Based on prior knowledge, we can analyze the relationship between the feature "fibr_ter_05" and the presence of chronic heart failure in the myocardial infarction complications data.

To determine if there is a relationship, we can analyze the distribution of "fibr_ter_05" values for patients with and without chronic heart failure.

Once we have analyzed the data, we can create a dictionary that includes the possible values of "fibr_ter_05" for each target class (yes and no).

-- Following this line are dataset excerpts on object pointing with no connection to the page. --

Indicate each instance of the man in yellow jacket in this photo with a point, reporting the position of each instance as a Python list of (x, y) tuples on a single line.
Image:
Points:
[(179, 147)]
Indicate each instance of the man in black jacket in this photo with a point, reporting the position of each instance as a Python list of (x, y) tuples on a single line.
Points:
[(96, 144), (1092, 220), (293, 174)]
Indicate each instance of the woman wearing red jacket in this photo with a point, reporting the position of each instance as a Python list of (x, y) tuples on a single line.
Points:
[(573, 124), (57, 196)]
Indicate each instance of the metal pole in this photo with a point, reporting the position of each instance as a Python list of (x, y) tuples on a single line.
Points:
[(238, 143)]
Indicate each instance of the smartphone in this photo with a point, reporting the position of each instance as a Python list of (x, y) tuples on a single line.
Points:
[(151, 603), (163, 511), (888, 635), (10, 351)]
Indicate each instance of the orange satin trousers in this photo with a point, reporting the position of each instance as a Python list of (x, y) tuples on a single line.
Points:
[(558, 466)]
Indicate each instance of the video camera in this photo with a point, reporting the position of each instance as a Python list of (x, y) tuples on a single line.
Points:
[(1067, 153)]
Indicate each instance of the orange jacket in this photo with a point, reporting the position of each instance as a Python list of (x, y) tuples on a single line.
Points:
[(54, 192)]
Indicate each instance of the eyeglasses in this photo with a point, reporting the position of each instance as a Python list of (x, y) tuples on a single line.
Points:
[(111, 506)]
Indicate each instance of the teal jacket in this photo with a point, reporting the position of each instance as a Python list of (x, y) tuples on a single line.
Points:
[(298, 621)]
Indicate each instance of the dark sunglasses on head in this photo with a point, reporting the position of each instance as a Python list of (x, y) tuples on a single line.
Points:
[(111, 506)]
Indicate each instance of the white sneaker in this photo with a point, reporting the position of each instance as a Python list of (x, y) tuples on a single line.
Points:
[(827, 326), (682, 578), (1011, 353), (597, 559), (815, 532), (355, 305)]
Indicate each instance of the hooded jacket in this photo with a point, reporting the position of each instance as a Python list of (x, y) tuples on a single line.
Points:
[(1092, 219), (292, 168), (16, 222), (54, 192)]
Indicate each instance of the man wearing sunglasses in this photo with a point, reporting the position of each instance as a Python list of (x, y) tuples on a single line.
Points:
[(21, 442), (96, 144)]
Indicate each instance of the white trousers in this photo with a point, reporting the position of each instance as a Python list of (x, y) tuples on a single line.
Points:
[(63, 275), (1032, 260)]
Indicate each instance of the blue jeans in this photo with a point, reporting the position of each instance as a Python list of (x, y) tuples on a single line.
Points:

Here is the analysis and the resulting dictionary:

Analysis:
- Patients with chronic heart failure (target class: yes) may have received fibrinolytic therapy (fibr_ter_05: yes) or not (fibr_ter_05: no). Therefore, both values are possible for this target class.
- Patients without chronic heart failure (target class: no) may or may not have received fibrinolytic therapy. Therefore, both values (fibr_ter_05: yes and fibr_ter_05: no) are also possible for this target class.

Dictionary:
```json
{
	"no": ["no", "yes"],
	"yes": ["no", "yes"]
}
```

Note: The analysis assumes that the feature "fibr_ter_05" is relevant to the task and has a potential relationship with chronic heart failure. If there is insufficient data or conflicting information, the analysis may not accurately represent the relationship.